Still, Wilson blamed Buffalo's struggles on a lack of talent – thus the decision to retain head coach Dick Jauron. If he holds true to his words, Buffalo could springboard into the Anquan Boldin bidding war. The void is painfully obvious every season. Lee Evans, while fast and explosive, isn't capable of carrying the burden alone. He needs help. The draft hasn't been sufficient – 2008 second-round pick James Hardy looked like nothing more than a basketball player on a football field as a rookie. And Josh Reed and Roscoe Parrish are fringe No. 3's.
To avoid another season stock-full of three-and-outs, wasting great field position and Trent Edwards dump-offs, the Bills must land a marquee wide receiver this spring. T.J. Houshmandzadeh, as an unrestricted free agent, is likely to choose a contender - not a team that lost 8 of its last 10 games.

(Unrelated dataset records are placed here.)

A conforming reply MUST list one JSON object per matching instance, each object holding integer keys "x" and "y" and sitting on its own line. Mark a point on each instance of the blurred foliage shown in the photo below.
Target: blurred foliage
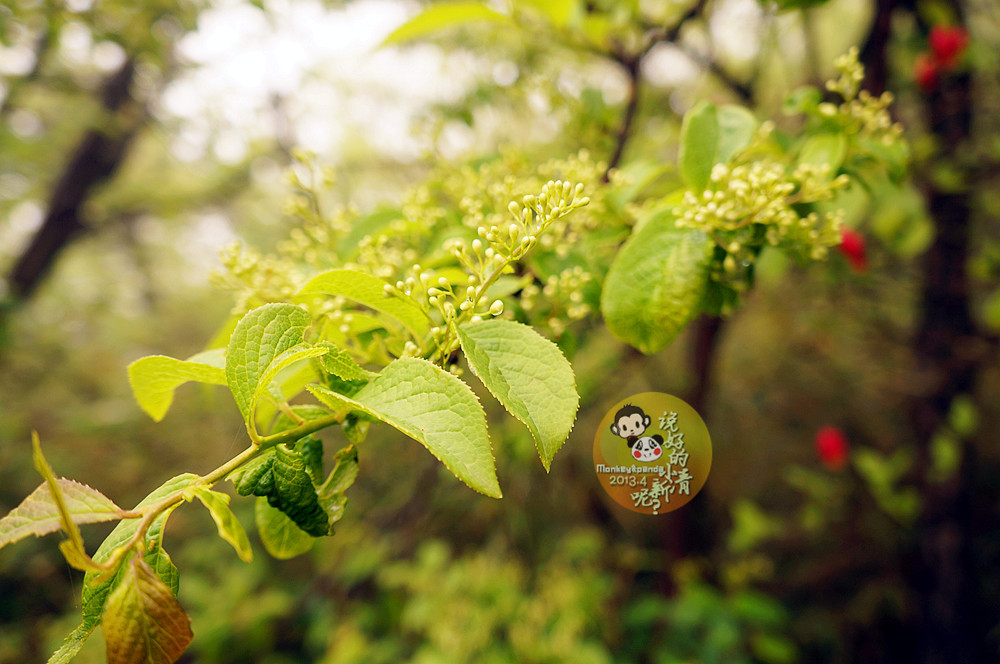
{"x": 421, "y": 569}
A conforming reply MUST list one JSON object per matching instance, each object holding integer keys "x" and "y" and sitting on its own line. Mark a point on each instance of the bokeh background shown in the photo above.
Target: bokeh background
{"x": 139, "y": 139}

And rumors say the Tampa Bay Buccaneers are leaning toward a putting a franchise tag on Antonio Bryant.
Which leaves Boldin as Buffalo's only shot at curing its most pressing need. Shaun McDonald doesn't cut it.
Message boards and speculation hounds throughout Internet Nation have Boldin playing for almost every team next season. Everybody wants to be a G.M. at heart. But Buffalo – which coincidentally lacks a true G.M. per se – is a realistic destination. With the NFL's healthy salary cap estimated to be $123 million, finances are not an issue. No matter how much we hear the "small town" excuse. The Bills can offer a whopping contract with the fifth-highest salary cap room in the NFL ($27 million) according to Yahoo and an unquestioned leading role in the offense…unless Evans somehow acquired 30 pounds of muscle and a desire to fight for the football in traffic.
If Boldin ignores this depressing article he may warm up to Buffalo too.
After catching 89 passes for 1,038 yards and 11 touchdowns in only 12 games last season, Boldin will draw mountains of trade proposals the moment Arizona makes him available.
According to the Arizona Cardinals' official website (doesn't get more serious than that, does it?), Boldin told his agent he will not re-sign with the Cards. He is expected to reject any re-negotiations with the team on his current deal that runs expires after the 2010 season. In short, Boldin is demanding a trade. He holds minimal leverage here with two years left on his current contract. But at the right price, Arizona is bound to listen. The Cardinals certainly aren't hurting at the position. Larry Fitzgerald is best wide receiver in the game and Steve Breaston eclipsed 1,000 yards last season.
Trading Boldin for a high first-round pick to bolster the defense may be an intriguing option for the Cardinals.
Boldin has been dominant, regardless of who is at quarterback. Despite nagging injuries and catching passes from Jeff Blake (in his twilight) and Josh McCown among other one-read quarterbacks, Boldin has averaged 81 yards per game.
Trent Edwards is a revelation compared to Blake and McCown. Boldin would extract the best out of Edwards - decision-making, accuracy on short routes, etc.
It's not rocket science. Boldin is precisely what Buffalo's offense needs, that rare-breed physical freak that single-handedly opens up an offense. Boldin plays much, much bigger than his ripped 6-foot-1, 220-pound frame suggests and would certainly trigger Evans best attribute – eating up one-on-one coverage on the deep ball.
Traditionally, the Bills do next-to-nothing to aid their young quarterbacks. Going hard after Boldin would pump life into a franchise that's been dragging its feet for a decade. If the Bills dangle the 11th overall pick to Arizona, the Cardinals will be tempted. Breaking the bank on one player sounds like a death sentence. But in this case, it could lift the Bills back into AFC East contention.